Before our study, there have been some prediction models of NACRT response based on serum biomarkers. Sun et al used pre- and post-NACRT levels of serum CEA to build a nomogram for predicting pCR.27 Hu et al used the CEA clearance pattern to build models for predicting pCR and TRG.9 Tan et al and Engel et al built prediction models for pCR, also by using the pretreatment CEA level.10,28 In a model by Song et al, pretreatment CA19-9 level, post-NACRT CEA level, pre–post-CEA ratio, and pre–post-CA19-9 ratio were used to predict down-staging.11 Prediction models, including ours, may assist in making an individualized NACRT plan which balances local control and quality of life. The cases predicted as bad responders may need NACRT with increased intensity, such as a higher dose of irradiation, to improve tumor regression. On the other hand, those predicted as good responders may be eligible for NACRT with reduced intensity, such as a short course of radiotherapy without concurrent chemotherapy, to avoid unnecessary severe toxicity.

In addition, serum apoAI level could be elevated using statin and niacin.29,30 Some previous studies reported that NACRT response could be improved using these lipid-modulating agents.

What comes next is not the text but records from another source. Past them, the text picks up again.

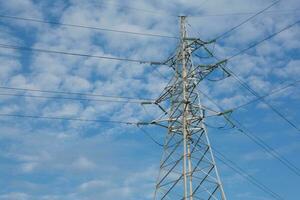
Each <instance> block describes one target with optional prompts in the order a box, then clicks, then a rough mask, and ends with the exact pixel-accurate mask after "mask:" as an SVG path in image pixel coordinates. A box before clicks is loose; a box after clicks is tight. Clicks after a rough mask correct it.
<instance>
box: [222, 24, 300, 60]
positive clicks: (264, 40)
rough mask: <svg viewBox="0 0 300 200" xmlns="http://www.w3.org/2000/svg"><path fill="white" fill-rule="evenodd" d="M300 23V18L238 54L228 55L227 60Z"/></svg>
mask: <svg viewBox="0 0 300 200" xmlns="http://www.w3.org/2000/svg"><path fill="white" fill-rule="evenodd" d="M299 23H300V20H298V21H296V22H294V23H292V24H290V25H288V26H286V27H284V28H282V29H280V30H279V31H277V32H275V33H273V34H271V35H269V36H268V37H266V38H264V39H262V40H260V41H258V42H256V43H254V44H252V45H250V46H249V47H247V48H245V49H243V50H241V51H239V52H238V53H236V54H234V55H232V56H230V57H228V58H227V59H226V60H231V59H233V58H235V57H237V56H239V55H241V54H243V53H244V52H246V51H248V50H250V49H252V48H254V47H256V46H258V45H260V44H261V43H263V42H265V41H267V40H269V39H271V38H273V37H275V36H276V35H278V34H280V33H282V32H284V31H286V30H288V29H290V28H292V27H294V26H296V25H297V24H299Z"/></svg>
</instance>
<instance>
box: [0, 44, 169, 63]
mask: <svg viewBox="0 0 300 200" xmlns="http://www.w3.org/2000/svg"><path fill="white" fill-rule="evenodd" d="M0 48H3V49H15V50H21V51H31V52H41V53H49V54H61V55H68V56H79V57H88V58H98V59H107V60H119V61H126V62H134V63H139V64H150V65H164V63H162V62H152V61H146V60H137V59H129V58H118V57H109V56H98V55H91V54H82V53H73V52H66V51H58V50H49V49H41V48H31V47H24V46H16V45H8V44H0Z"/></svg>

In a meta-analysis involving nine clinical trials, statin concurrently with NACRT appeared to increase the pCR rate of RC patients.31 Also, in a cytological study, statin exhibited the ability to enhance the radiation sensitivity of RC cells in vitro.32 Our results supported apoAI as a new target for NACRT-sensitizing therapies, and added more evidence for using lipid-modulating agents as NACRT sensitizers. On the other hand, apoAI mimetic peptides, including D-4F, L-4F, L-5F, and Tg6F, are now being tried in cancer treatment. These mimetics could be delivered by nanoparticles and transgenic plants, which are safe and well tolerated in humans. A kind of transgenic tomato delivering Tg6F was reported to have promising effects in controlling metastatic colorectal cancer in experimental nude mice.33 This may provide another therapeutic selection for improving NACRT response in patients with low levels of serum apoAI.

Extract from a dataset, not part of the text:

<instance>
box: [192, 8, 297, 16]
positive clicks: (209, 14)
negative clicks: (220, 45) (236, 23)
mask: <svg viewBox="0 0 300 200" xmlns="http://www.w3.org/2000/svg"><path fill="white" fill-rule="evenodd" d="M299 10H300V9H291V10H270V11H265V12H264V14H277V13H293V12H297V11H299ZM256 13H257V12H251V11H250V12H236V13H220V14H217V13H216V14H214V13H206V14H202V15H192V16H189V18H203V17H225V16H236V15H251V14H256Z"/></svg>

This study had two main limitations. First, it was a retrospective, single-institutional study without external validation. Its results needed to be further validated by prospective or multi-institutional studies, before clinical generalization. Second, the efficiency of the PI was not good enough and could be improved by involving more patient characteristics, such as radiomic features and new serum biomarkers. But it could still be a simple and practical model suitable for use in hospitals without advanced examination conditions.

Conclusion

This study found serum apoAI ≤1.20 g/L to independently predict a bad NACRT response in RC, and built a practical apoAI-based prediction model. These results presented apoAI as a biomarker for guiding individualized treatment, and a potential target for improving chemoradiation sensitivity.

Data Sharing Statement

The data that support the findings of this study are available from the corresponding author upon reasonable request.

Acknowledgments

This work was supported by the Guangdong Basic and Applied Basic Research Foundation, China (grant nos 2020A1515010037 and 2020A1515011286). The funding sources had no role in study design, data collection, analysis, interpretation, or manuscript writing. Su-ping Guo and Chen Chen are co-first authors for this study.

Disclosure

The authors report no conflicts of interest in this work.